When did uberbulltard Joe L go concensus?
Sometimes you have to go along to get along.
the number will be watered down....remember, it is ALL about the Sept and October Reports....pre election.
Yep! Only 142,00..
I'll take what's behind Wall St bank vault door #2
Update on Bank of America's claims that the drop in yields in August occurred only in after-hours trading and were therefore manipulated:
30 year Treasury yield move in September: + 17 basis points
from 9:30AM to 3PM: -2 basis points
from 3PM to 9:30AM: 19 basis points
This is consistent with every month this year for the first 10 trading days and is hardly surprising considering quadruple witching coming up and big players in the wrong end of a big schong in yield compression.
if sitting in front of your computer in your underwear, searching for nudes of Jennifer Lawrence is considered a job, US is back on TRACK!
THIS IS SO EXCITING!!
FRESH LIES!
America is doing great in 3 2 1......
Fuck it. I'm surrounded by executives losing their jobs (Merck, Alstom, FN title company, IT exec, physicians salary cuts, etc.).
The economy is getting much worse. Free money better come soon or we'll all be on Federal assistance. America is three meals away from chaos.
as long as the meals are from $CMG, I'm fine with dat
unlikely to change the course of Fed UN-tapering...
fixed it
LOL 142
Lowest estimate only missed by 29% :)
and I bet all of those ECONOMISTS get paid in the high 6 figures.....lol..so smart they are..
142K!? Darn weather!
Well, they were all really wrong.
And of course that print is BULLISH! You heard it here first.
It is a meaningless number.
They don't count people off the unemployment roles.
They count someone getting hired at $7.25/hour, part time. Meaningless.
The economy is in the toilet and anyone with a scintilla of a clue knows it.
so go long today? cuz they'll rally cuz the fed won't raise rapes too soon.
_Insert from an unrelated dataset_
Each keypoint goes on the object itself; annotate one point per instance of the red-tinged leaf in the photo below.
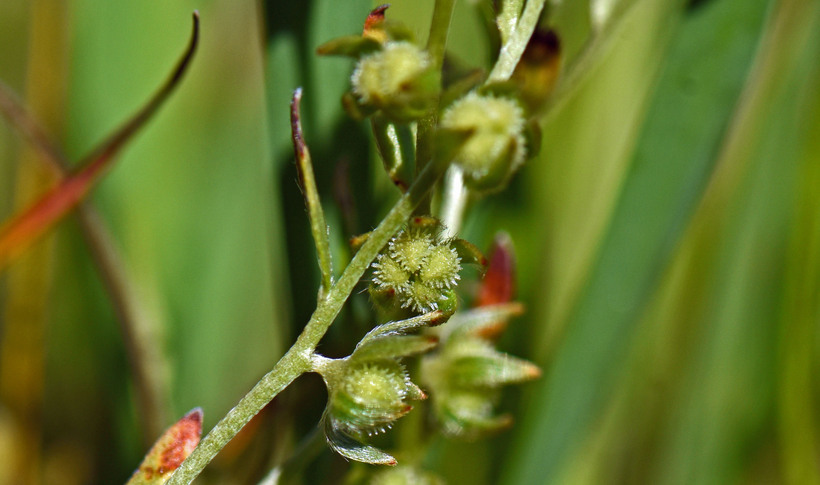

I agree..this will be revised up in October bigtime for the next election..and October will be super high....and revised down after the election...politics in statistics
Anyone get the feeling something Bad is going to happen in the next 60 days
Anyone else sick and tired of these Obama cheerleaders lying and saying the economy is getting better? Its not !!!!